Ultimately, what we care about here is the resolution of conflicts in imported names. That's currently done based on the relative order of those packages in the flattened import order. This is because we populate the symbol table as we load in each import, and later imports overwrite any entries from previous imports. However, we could decouple this, so that the resolution in the symbol table is done in a controlled way, independent of the import order. That is, when we populate a name in the symbol table and discover that it already exists, instead of just overwriting, we can calculate which to keep. For example, we could choose the one whose package name comes earlier alphabetically -- in this case, the packages did not change names, so the order would not have changed if we'd used this decision function. We could also use the order in which the package is listed in the file -- again, since the source file had not changed, this order would not have changed.

nanavati commented 3 years ago

Stepping back, I wouldn't spend too much time on trying to mimic BSC's current, accidental resolution of conflicting imports and putting it on a more predictable footing. I think that's an implementation detail people shouldn't be relying on (even if they currently are).
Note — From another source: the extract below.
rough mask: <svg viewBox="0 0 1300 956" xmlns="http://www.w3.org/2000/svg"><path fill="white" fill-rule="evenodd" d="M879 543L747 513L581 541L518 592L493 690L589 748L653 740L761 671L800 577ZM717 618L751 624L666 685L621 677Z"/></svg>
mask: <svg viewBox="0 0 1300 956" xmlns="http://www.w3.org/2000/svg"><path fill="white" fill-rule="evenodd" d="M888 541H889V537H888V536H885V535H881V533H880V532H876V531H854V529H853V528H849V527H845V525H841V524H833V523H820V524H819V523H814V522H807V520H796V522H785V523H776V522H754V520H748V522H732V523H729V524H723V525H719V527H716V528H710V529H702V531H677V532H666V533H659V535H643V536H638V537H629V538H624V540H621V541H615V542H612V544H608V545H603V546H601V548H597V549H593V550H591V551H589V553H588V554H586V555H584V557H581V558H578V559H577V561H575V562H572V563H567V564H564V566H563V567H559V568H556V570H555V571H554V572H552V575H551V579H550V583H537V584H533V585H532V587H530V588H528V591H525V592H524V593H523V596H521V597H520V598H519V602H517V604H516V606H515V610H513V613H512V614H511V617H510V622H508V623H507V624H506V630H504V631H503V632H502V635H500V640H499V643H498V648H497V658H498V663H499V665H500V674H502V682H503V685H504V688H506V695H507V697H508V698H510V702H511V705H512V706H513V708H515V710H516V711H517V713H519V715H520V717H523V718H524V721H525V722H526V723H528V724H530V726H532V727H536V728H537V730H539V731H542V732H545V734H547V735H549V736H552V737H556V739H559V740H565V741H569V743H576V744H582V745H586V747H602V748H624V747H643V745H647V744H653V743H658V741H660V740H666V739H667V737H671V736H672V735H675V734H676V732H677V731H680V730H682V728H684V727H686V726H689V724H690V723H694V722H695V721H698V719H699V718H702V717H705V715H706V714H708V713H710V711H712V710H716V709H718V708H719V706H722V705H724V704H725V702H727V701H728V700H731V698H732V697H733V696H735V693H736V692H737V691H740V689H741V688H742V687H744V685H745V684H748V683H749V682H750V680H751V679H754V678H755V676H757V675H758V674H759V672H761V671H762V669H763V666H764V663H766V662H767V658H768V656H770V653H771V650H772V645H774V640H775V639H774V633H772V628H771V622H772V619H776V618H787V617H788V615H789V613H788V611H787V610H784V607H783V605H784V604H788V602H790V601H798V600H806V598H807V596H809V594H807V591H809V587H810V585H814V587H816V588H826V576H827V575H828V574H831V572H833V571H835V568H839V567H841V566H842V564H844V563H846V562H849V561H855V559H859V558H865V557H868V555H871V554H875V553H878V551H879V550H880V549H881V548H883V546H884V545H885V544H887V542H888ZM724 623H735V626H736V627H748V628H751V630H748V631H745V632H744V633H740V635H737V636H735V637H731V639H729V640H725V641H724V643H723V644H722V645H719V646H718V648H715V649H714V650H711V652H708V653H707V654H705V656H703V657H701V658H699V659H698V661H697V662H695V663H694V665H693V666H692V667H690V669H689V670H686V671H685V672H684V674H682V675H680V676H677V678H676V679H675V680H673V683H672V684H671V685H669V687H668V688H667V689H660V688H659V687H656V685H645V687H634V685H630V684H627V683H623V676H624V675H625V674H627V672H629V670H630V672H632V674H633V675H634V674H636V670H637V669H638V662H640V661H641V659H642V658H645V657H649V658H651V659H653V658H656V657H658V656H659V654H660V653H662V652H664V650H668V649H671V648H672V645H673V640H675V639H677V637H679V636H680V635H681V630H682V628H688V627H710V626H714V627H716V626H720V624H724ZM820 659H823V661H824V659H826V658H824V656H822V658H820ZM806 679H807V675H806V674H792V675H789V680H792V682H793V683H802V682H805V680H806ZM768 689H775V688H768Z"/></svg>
As a user, I'd much rather have a good warning about when there is an ambiguity so that I can explicitly qualify any conflicting names. As things currently stand, that might get somewhat tedious, but users can always turn a new warning off. And if that becomes too annoying, that's good pressure to add better import-control mechanisms so there are fewer opportunities for conflicts.

nanavati commented 3 years ago

Making a good warning (that isn't over or under-inclusive) is probably tricky (especially since I think we should still allow overlaps where a package-local definition wins), but, in the bigger picture it would be more valuable than making the current behavior more stable.

xphoniex commented 3 years ago

Oh, I didn't realize the problem was RoundMode, I thought the compiler is asking me to change the package to FPU for FDouble which didn't make sense!!

It'd be helpful if there were rust-style error messages pointing exactly to where the issue lies, e.g.:

error[E0412]: cannot find type `int` in this scope
 --> src/main.rs:2:12
  |
2 | fn test(i: int) {
  |            ^^^ not found in this scope

So, yeah after changing all the RoundMode to FloatingPoint::RoundMode in both FPU.bsv and FBox_core.bsv it compiles now. Thanks!

I also tried to changing the order of import FloatingPoint :: *; and import ISA_Decls :: *; but that didn't change anything.

Another way was to add typedef FloatingPoint::RoundMode RoundMode; in FPU.bsv and without changing the FBox_core.bsv it compiles now. Do you want me to make a PR btw?

quark17 commented 3 years ago

Another way was to add typedef FloatingPoint::RoundMode RoundMode; in FPU.bsv and without changing the FBox_core.bsv it compiles now.

That's clever! You're creating yet a third definition for the name, but the one guarantee that BSC does make is that a name defined in the current package will shadow definitions by the same name that are imported. So even though you've created a further conflicting definition, it's the one that BSC will pick.

Another way to fix this is to remove RoundMode from ISA_Decls, since that definition appears to never be used! (However, that code is common to several other CPU repos, and it might be used in some of those, so removing it may not be an option.)

Do you want me to make a PR btw?

I don't administer the Piccolo repo, but I've mentioned the issue to @rsnikhil who maintains it. You could file an issue on the Piccolo repo, as well, if you want, but I don't think that a PR is appropriate yet, since I'm unsure what the right resolution is.